Apesar de tudo, M guardara sempre uma postura profissional, afirmando que, não a poderiam julgar sem ver o filme antes, já que ela não misturava as coisas… E assim foi. Evita é ainda hoje um filme mítico. Apesar de não ter tido um sucesso absoluto, a prestação de Madonna convenceu, e comoveu. As músicas interpretadas por esta são ainda hoje mundialmente conhecidas, e a sua prestação nos óscars (onde fora nomeada para melhor actriz) foi considerada uma das dez prestações mais marcantes de toda a história das estatuetas de ouro. Com este papel Madonna ganhou um Globo de Ouro para Melhor Actriz, sendo que a música “You Must Love Me” ganhou um óscar para Melhor Música Original.

Madonna acabaria deste modo por cumprir um dos seus objectivos de sempre. O de ser respeitada e considerada no mundo da sétima arte.
Assim, só em 1999 é que Madonna voltaria a reparecer na tela, em “Austin Powers : The Spy Who Shagged Me”. A música composta para o filme “Beautiful Stranger” acabaria por ganhar um Grammy para a Best Song Written for a Motion Picture. Em 2000, M entrou no filme “The Next best Thing”, filme que chegara ao top 2 na primeira semana de estreia nos EUA. Madonna contribuiu com duas músicas originais: “American Pie” e "Time Stood Still".

Já casada com mais uma pessoa ligada ao cinema (Guy Ritchie), Madonna entra em 2001 no filme realizado pelo próprio marido “Swept Away”; que estreou directamente em vídeo. Muitos críticos dizem que este foi um dos piores papéis de Madonna. As vendas foram um fracasso. No mesmo ano, Madonna relança a sua presença na grande tela, com uma saga de Bond, onde desempenha um papel secundário. “Die Another Day” título da música feita para o filme acabaria por chegar ao número 8 do Billboard Hot 100 e fora nomeado para um Globo de Ouro.

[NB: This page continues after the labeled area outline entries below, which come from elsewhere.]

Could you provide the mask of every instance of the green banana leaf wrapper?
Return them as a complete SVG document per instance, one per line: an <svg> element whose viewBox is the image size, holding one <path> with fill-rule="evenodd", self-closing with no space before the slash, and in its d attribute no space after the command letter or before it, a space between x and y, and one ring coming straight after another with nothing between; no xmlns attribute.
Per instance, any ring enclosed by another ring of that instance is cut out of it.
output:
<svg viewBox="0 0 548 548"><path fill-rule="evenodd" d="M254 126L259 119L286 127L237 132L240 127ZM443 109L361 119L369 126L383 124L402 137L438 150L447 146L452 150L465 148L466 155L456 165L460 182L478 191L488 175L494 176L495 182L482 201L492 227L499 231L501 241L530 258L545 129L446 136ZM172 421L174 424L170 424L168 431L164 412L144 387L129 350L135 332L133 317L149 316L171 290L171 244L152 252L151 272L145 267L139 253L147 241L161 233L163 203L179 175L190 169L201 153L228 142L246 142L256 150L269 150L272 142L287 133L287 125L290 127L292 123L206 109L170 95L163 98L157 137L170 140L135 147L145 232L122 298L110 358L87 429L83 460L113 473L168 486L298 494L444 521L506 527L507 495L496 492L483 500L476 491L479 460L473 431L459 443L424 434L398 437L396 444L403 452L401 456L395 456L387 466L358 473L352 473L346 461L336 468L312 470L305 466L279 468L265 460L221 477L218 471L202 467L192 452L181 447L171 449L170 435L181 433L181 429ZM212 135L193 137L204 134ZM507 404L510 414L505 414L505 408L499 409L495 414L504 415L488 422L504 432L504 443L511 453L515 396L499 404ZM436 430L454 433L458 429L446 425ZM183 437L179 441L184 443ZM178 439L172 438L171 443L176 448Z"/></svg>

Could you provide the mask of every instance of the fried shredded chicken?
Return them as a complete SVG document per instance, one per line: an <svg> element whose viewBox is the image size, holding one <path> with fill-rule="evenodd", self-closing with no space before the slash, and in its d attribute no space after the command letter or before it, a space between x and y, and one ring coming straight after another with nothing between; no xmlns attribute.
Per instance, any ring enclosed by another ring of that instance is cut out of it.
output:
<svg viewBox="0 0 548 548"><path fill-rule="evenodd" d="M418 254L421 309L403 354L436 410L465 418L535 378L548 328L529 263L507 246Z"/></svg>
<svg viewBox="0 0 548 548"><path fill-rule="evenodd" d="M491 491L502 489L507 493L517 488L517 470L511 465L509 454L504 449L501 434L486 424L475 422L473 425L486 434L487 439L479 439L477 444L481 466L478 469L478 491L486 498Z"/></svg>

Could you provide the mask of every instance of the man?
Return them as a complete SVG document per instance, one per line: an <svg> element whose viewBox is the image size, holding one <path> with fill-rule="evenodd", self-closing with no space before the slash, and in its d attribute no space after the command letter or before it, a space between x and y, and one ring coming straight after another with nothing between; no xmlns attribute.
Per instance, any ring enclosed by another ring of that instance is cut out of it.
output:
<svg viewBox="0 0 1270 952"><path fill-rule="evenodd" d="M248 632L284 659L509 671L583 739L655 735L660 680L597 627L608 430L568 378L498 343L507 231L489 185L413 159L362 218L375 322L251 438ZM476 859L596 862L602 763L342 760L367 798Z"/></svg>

A partir deste Madonna acaba por parar por uns tempos com a sétima arte, preferindo mais tarde adoptar um novo papel: o de realizadora.

Em 2004 sai o documentário “I’m Going to tell you a secret”, que se insere na mesma linha do anterior “In Bed With Madonna”; pretendendo seguir a vida de M durante a Re-Invention Tour. O documentário não contém quase nenhuma polémica sendo muito mais calmo, e retratando uma Madonna mais adulta, segura e calma, já em pleno na Kabbhala.
Cansada de estar sempre em frente à camara, Madonna decide descobrir o trabalho de dirigir, escrever e realizar; gosto incutido pelo seu marido Guy Ritchie, que lhe foi dando dicas ao longo dos anos.
Assim, em 2008 Madonna lança, ao abrigo do seu programa de ajuda “Raising Malawi o documentário “I am Because We Are”, que retrata as realidades pobres do Malawi, das suas crianças e dos pais infectados pelo virus da HIV. Um documentário comovente, simples e real. O documentário obteve óptimas reacções no mundo, obtendo 4 estrelas em 5. A Madonna realizadora dava pouco a pouco provas da sua nova reinvenção.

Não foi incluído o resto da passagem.